168. [RECENZJA PRZEDPREMIEROWA PATRONACKA] "Dopóki nie zajdzie słońce" cz.II - Ewa Pirce




TYTUŁ: "Dopóki nie zajdzie słońce" cz.II
AUTOR: Ewa Pirce
TŁUMACZENIE: -
DATA PREMIERY: 20.11.2019
LICZBA STRON: 365
WYDAWNICTWO: NieZwykłe
 
 
 
 
"Nie patrz w przeszłość, nie wybiegaj w przyszłość, żyj teraźniejszością."
 
 
 
 
 
Właśnie nastał ten moment, gdy od jakichś dwudziestu minut patrzę na migający kursor, a w głowie mam totalną pustkę. Nie mam pojęcia, od czego zacząć swoją opinię odnośnie tej książki. Tak, wiem, najlepiej od początku, ale to nie jest takie proste jak mogłoby się wydawać ;). Druga część powieści "Dopóki nie zajdzie słońce" to kontynuacja historii Sama, a także Jessiki, kobiety, która w pewnym stopniu pomogła mu przewartościować jego życie. Jak zapewne wiecie, główny bohater jest byłym agentem CIA sprawującym opiekę nad swoimi młodszymi siostrami. Ma za sobą naprawdę traumatyczną przeszłość, z którą nie do końca potrafi sobie poradzić. Światełkiem w tunelu jest Jess, charakterna dziewczyna o ciętym języku, nie dająca sobie w kaszę dmuchać. Wydawać by się mogło, że mamy przed sobą duet idealny, prawda? Jednak każdy z nas ma w życiu swoje priorytety, zasady, którymi się kieruje. Bo przecież są rzeczy ważne i ważniejsze; dla jednych wychodzi przed szereg miłość (ta partnerska), dla drugich - rodzina, dla jeszcze innych kariera. Samuel wydaje się być pewnym swojego wyboru... czy aby na pewno?
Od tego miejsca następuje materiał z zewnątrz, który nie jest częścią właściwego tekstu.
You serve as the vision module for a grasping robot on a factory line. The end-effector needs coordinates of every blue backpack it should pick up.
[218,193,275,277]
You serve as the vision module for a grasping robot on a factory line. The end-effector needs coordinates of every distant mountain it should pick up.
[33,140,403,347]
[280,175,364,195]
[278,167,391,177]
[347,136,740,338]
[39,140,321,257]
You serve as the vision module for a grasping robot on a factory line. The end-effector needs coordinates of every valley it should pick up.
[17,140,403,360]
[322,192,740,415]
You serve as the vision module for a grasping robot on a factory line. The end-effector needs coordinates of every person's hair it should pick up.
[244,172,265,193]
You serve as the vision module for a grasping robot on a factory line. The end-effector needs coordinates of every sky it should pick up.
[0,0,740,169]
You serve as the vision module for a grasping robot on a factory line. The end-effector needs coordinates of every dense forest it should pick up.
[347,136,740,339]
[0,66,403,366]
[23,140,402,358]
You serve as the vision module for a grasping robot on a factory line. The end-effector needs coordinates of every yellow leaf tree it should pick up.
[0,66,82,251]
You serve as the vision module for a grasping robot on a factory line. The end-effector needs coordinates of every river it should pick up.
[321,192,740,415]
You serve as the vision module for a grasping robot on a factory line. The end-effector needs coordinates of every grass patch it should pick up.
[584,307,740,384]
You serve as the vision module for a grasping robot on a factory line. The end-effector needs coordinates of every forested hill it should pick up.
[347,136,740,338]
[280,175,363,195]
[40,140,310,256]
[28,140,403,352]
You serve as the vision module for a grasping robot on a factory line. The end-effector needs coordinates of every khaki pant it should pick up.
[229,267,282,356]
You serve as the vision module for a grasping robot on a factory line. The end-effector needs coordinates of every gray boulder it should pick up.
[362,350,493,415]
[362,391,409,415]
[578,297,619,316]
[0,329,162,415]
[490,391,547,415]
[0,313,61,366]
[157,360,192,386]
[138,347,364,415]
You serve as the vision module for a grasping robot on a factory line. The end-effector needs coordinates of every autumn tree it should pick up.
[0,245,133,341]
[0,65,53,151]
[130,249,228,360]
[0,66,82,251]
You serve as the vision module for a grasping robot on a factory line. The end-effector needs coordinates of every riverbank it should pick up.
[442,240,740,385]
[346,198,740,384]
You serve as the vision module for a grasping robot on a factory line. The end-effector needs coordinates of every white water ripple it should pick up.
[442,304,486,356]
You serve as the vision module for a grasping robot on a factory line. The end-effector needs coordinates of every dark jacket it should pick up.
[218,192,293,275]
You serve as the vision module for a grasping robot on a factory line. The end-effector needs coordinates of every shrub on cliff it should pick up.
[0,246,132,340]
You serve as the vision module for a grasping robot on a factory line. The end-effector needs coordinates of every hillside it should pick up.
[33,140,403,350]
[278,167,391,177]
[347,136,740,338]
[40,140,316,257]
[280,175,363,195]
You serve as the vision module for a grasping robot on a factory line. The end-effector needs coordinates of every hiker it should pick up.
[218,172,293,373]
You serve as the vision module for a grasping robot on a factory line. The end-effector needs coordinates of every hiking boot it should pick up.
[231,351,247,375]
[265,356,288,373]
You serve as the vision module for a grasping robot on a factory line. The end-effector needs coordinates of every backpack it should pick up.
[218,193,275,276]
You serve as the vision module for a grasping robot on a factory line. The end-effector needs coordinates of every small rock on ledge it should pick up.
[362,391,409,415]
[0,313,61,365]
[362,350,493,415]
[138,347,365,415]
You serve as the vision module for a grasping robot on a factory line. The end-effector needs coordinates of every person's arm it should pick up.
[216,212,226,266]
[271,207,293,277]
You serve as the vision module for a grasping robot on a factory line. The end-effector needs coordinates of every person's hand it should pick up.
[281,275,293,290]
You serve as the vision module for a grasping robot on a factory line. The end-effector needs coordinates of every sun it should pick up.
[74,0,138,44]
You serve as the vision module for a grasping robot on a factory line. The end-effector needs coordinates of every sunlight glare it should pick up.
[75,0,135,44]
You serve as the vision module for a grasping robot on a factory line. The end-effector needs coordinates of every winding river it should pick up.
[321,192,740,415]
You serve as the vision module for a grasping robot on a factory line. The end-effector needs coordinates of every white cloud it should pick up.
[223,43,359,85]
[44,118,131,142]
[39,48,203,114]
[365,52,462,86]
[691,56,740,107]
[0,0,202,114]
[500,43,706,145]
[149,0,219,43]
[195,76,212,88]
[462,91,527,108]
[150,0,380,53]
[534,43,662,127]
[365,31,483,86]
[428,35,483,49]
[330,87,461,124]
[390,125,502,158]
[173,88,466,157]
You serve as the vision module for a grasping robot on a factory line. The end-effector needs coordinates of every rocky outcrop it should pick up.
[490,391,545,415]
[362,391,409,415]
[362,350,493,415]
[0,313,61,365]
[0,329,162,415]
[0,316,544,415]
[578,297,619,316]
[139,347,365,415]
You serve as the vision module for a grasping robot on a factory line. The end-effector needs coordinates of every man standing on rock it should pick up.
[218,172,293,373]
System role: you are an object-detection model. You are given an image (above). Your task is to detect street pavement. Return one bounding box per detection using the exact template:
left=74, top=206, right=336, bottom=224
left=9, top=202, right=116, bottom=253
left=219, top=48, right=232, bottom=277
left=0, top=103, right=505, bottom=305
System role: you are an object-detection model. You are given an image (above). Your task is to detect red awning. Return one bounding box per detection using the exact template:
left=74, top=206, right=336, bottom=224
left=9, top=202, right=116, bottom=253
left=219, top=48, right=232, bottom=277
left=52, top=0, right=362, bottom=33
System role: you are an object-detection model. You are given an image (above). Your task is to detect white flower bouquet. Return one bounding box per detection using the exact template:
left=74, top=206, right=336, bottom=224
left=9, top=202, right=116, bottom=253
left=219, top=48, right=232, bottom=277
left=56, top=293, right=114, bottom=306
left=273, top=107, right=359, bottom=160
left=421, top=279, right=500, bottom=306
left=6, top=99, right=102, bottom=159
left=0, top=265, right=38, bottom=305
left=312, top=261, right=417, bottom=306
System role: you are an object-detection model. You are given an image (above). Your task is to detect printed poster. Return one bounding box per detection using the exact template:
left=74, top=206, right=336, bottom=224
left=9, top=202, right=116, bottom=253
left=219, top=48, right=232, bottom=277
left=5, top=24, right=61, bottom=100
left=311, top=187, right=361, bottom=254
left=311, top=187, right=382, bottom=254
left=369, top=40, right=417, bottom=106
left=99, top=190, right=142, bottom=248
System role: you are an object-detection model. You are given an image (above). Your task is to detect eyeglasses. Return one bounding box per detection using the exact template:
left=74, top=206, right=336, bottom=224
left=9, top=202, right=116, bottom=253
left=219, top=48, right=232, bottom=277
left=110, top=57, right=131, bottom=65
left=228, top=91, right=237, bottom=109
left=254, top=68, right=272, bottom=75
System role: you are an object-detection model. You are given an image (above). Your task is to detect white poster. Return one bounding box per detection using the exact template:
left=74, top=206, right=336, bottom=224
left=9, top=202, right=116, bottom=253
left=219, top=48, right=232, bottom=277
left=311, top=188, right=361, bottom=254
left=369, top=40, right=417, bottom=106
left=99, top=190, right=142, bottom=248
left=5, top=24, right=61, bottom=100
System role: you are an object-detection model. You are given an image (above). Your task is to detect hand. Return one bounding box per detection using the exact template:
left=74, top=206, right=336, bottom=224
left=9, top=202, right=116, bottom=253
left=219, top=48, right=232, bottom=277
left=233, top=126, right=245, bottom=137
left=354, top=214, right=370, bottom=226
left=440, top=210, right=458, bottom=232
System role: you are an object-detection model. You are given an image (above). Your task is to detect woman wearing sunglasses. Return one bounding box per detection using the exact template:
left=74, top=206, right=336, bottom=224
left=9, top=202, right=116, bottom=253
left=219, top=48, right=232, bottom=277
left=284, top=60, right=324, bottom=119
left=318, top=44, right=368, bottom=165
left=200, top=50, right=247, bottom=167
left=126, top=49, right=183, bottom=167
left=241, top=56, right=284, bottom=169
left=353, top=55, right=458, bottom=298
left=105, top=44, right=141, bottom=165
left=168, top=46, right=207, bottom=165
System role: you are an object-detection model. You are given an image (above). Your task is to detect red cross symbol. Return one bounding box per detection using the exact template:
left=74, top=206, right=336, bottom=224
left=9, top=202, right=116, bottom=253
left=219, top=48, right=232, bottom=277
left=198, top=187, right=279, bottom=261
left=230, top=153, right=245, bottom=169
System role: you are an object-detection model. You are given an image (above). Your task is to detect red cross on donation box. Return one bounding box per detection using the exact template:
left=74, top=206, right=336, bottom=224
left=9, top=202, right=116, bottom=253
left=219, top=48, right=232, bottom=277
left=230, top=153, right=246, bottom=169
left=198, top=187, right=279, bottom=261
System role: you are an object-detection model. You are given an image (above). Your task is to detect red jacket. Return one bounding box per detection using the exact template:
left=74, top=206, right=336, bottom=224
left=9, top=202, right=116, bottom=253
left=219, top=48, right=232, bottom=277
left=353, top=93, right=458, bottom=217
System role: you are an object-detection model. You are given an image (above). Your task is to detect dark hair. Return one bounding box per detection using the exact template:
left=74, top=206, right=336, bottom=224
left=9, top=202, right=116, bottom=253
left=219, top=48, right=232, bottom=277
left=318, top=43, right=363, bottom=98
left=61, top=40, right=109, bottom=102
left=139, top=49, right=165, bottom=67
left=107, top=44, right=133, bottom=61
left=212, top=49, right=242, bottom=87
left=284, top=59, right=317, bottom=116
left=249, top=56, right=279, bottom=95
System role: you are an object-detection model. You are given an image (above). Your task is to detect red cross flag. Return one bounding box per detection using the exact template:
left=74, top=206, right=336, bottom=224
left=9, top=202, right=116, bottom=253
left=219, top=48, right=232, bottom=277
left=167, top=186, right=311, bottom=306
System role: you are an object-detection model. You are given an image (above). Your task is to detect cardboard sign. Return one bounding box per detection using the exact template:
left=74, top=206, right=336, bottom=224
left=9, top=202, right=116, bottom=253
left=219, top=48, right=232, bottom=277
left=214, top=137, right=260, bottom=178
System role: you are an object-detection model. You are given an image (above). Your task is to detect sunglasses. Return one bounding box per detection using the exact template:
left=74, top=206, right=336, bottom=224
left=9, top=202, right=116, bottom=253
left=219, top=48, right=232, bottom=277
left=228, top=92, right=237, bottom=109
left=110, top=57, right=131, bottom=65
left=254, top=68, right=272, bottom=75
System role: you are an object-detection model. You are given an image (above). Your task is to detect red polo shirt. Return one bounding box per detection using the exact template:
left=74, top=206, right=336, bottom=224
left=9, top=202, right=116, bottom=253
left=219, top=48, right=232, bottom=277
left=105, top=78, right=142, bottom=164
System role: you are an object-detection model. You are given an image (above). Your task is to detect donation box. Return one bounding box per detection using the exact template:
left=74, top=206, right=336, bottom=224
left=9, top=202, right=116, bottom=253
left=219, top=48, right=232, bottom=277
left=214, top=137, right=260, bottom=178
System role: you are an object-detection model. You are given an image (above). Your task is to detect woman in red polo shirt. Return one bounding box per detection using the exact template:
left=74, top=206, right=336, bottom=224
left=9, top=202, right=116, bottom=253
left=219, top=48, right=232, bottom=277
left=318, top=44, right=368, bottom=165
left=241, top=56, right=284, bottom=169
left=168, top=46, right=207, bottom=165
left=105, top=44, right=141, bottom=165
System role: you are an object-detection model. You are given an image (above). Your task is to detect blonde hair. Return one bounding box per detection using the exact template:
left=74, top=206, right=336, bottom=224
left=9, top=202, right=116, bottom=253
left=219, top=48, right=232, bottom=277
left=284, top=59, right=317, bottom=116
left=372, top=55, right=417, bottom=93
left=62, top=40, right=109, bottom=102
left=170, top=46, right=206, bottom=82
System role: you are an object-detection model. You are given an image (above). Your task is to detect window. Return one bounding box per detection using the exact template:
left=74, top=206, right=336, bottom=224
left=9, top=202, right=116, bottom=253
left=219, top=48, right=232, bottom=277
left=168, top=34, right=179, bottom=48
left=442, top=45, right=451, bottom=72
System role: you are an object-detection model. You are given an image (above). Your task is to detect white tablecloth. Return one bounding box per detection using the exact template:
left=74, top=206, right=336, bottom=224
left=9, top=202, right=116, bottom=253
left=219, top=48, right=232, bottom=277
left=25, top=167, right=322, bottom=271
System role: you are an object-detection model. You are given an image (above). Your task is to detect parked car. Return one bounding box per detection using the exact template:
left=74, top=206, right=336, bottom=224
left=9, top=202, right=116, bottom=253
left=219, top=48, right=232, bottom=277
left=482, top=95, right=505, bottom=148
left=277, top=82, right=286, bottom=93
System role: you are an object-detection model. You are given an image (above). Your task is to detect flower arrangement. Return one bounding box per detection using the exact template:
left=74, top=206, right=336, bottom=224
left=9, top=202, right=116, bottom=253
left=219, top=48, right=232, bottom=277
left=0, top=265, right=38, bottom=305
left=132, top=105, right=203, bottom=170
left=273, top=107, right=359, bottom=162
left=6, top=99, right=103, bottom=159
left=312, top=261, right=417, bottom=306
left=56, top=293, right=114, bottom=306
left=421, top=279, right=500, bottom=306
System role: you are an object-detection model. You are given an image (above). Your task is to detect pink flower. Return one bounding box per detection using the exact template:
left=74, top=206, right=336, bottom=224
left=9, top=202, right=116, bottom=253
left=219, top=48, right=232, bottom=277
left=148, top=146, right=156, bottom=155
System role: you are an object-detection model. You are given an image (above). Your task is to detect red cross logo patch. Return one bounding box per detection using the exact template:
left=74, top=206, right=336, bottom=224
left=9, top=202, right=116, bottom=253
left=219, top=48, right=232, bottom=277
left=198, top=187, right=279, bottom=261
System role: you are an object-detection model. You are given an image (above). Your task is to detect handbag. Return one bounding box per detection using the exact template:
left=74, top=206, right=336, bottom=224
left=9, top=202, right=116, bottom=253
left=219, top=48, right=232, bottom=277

Zakończenie pierwszej części powieści wywołało wśród czytelników ogrom emocji. Nie chcę zdradzać zbyt wiele z fabuły, więc napiszę tylko tyle, że przeszłość Sama odezwała się z podwójną siłą. Właściwie ludzie, którzy, delikatnie mówiąc, nie darzą byłego agenta jakąkolwiek sympatią, łakną zemsty. A w jaki sposób jest najłatwiej kogoś zranić? Uderzyć w jego najczulszy punkt, a dla Sama to właśnie siostry są najważniejsze. Co mogę Wam powiedzieć? "Dopóki nie zajdzie słońce" to nie jest typowy romans. Miłość partnerska nie gra tu pierwszych skrzypiec. To powieść o poświęceniu. O przekładaniu nad własne szczęście dobro rodziny. Ewa Pirce potrafi mnie wzruszyć jak mało kto. Nie jestem w stanie wytłumaczyć tego, jak to się dzieje, ale zawsze uderzy w mój czuły punkt. Niekiedy wystarczy jedno zdanie, a momentalnie się rozklejam. Dlatego też nie byłabym sobą, gdyby ta kontynuacja nie rozbiła mnie emocjonalnie. Jeśli szukacie wyciskaczy łez, a znajdujecie się na takim etapie życia, że doskonale wiecie jak ono smakuje, to twórczość autorki będzie dla Was strzałem w dziesiątkę. Wydarzenia drugiej części "Dopóki nie zajdzie słońce" zostały przedstawione zarówno z perspektywy Sama jak i Jess. Jeśli w pierwszym tomie zabrakło Wam informacji odnośnie postaci Jessiki to Ewa Pirce zaspokoi Waszą ciekawość opisując chociażby kilka istotnych wydarzeń z przeszłości dziewczyny. W powieści pojawiają się również pewne "smaczki" wywołujące uśmiech na twarzy czytelników, którym są znane poprzednie książki autorki. Na pewno je wyłapiecie ;). Nie zabraknie tu również przyjaciół Jess i Sama - Evy i Aleksa. Także przygotujcie się również na niemałą dawkę humoru :). "Dopóki nie zajdzie słońce" to powieść o sile rodzeństwa, przyjaźni i miłości, o poświęceniu i podejmowaniu ważnych decyzji. Przygotujcie chusteczki higieniczne i zasiadajcie do lektury. Polecam! A na koniec niezwykle wartościowy fragment...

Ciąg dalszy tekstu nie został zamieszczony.